Bir ara maske satışı yasaklandı ve devlet ücretsiz olarak eczanelerden dağıtılacağını açıkladı. Ardından bu yasak kalktı ve maske satışı serbest kaldı.

 

Kaçak saç kesimi yapanları polis ekiplerince yakalandığı ve “Tıraş Yasak Beyler” içerikli video sosyal medyada paylaşım ve izlenme rekorları kırdı. Tabi bu gibi durumlar devletin itibarını iyi yönde mi? Yoksa kötü yönde mi? etkiledi diye üzerine çok konuşuldu…

İngiltere Başbakanının önce ciddiye almadığı ve daha sonra virüse yakalanıp karantinaya alınması, NBA’in ünlü basketçilerinin bu virüse yakalanmaları derken PR seviyesi iyiden iyiye artan bu virüs artık herkesi dokunduğunda etkisi altına alabilecek kadar algıları çoktan yönetmişti bile.

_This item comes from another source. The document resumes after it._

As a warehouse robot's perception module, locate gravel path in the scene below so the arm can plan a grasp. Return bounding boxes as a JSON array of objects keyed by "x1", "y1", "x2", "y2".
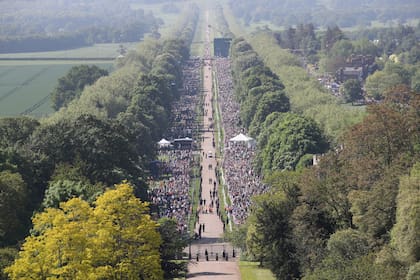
[{"x1": 187, "y1": 9, "x2": 241, "y2": 280}]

Ülkemizde pandemi etkilerinin daha ilk günlerinde yabancı bir ülkenin haber alma servisinde çalışan bir arkadaşımla yaptığımız sohbetlerden hatırladığım kadarıyla, Afrika’da Sars, AIDS gibi daha nice bulaşıcı hastalıktan ölenlerin verileri hiç açıklanmazken bir anda Avrupa başta olmak üzere birçok ölüm verisinin açıklanmasının, yoğunluktan hasta kabul etmeyen hastane servisleri ve ölüleri için morglarda yer kalmadığı haberlerinin gerçekliğini ispat edebilecek bir verinin bulunmadığına dikkat kesilmiştik.

 

Sanki birileri ülkelerin hükümet dengelerine kadar planlayıp bu pandemi sürecini devreye almış gibi görünmüyor mu?

Örneğin ülkemizde şu an hükümet yetkisi elinde bulunan parti yerine başka bir parti olsaydı, camilerin kapatılması söz konusu olabilir miydi? Evet sağlığımız için kapatıldı ve kapatılması gerektiyse de uzmanlar gereğini de yaptı ama, sadece bu soruyu kendi kendimize bir soralım istedim…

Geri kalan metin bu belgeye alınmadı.